Doing Bayesian Data Analysis: Graphs of imputed censored y values

Friday, December 8, 2017

Graphs of imputed censored y values

When using JAGS with censored data, the censored values are imputed to be consistent with the parameters of the model and the censoring limits. It's straight forward to record and graph the imputed values. Here are a couple of slides from my workshops that show how. Start by looking at Section 25.4 of DBDA2E, then the code below follows:

8 comments:

Sean SDecember 14, 2017 at 3:40 PM
Thanks for the quick and complete answer.

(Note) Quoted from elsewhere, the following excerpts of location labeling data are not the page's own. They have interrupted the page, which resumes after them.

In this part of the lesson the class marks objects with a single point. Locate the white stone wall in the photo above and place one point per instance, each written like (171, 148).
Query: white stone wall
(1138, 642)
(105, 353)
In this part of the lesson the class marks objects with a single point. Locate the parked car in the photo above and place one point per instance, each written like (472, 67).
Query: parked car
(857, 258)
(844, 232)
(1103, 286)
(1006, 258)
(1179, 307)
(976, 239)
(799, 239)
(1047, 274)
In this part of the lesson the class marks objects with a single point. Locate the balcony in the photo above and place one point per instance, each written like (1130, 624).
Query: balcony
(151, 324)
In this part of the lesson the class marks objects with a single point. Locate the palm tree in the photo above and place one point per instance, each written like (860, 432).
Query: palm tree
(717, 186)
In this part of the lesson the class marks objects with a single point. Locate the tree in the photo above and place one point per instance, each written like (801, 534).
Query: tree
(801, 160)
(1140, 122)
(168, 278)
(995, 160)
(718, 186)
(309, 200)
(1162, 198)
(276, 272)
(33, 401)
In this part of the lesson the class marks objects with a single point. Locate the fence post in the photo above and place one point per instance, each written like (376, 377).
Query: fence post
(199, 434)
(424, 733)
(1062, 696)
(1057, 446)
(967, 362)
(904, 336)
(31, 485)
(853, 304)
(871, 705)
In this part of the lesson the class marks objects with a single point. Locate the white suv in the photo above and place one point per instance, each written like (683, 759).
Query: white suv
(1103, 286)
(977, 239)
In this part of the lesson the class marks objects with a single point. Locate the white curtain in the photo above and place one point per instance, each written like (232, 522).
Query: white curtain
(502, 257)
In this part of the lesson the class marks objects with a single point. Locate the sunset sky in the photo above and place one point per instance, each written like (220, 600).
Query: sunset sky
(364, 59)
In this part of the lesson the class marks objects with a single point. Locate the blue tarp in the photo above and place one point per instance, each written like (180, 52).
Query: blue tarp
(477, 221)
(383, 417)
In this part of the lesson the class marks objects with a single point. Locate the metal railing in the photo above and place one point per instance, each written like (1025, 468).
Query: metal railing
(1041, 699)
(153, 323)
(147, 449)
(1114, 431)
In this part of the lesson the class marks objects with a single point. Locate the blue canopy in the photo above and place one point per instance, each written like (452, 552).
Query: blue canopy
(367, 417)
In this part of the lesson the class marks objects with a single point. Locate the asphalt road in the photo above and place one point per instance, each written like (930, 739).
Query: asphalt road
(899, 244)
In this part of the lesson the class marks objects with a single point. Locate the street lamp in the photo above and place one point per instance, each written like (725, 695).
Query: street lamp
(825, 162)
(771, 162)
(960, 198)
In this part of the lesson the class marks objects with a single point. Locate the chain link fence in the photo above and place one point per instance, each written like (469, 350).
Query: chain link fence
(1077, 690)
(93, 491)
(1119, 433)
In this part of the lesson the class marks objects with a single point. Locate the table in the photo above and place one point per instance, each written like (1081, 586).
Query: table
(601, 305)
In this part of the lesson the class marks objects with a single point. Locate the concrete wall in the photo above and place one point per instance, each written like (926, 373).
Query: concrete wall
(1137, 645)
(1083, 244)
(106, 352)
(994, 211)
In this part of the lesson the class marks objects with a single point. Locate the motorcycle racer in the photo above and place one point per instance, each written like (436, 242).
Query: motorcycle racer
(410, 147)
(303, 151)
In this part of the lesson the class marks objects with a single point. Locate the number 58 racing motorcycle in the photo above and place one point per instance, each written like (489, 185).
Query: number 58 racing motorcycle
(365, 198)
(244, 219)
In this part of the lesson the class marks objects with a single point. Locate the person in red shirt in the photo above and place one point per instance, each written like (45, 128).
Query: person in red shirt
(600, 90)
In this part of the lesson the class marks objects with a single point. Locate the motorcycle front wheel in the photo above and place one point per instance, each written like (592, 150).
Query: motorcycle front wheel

It worked like a charm!

Nice trick where you only graph the first imputed y from each interval since all the censored y's within each region will look the same.

- Sean
ReplyDelete
Replies
Sean SDecember 14, 2017 at 4:20 PM
I'm now attempting to implement a missing predictor model using the HtWt30 robust regression example.

It seems like I'm close, but the model won't quite run. Right now I get a runtime error: unable to resolve the following parameters: x[3], x[4], x[7] line 5, and so on. I created a prior for use when the x's are missing so I'm not sure what's causing the error.

Note that the missingIdx data is a column where mIdx[i]>0 for missing x values. Also note that I hard-coded some of the values for convenience that should be calculated on the fly.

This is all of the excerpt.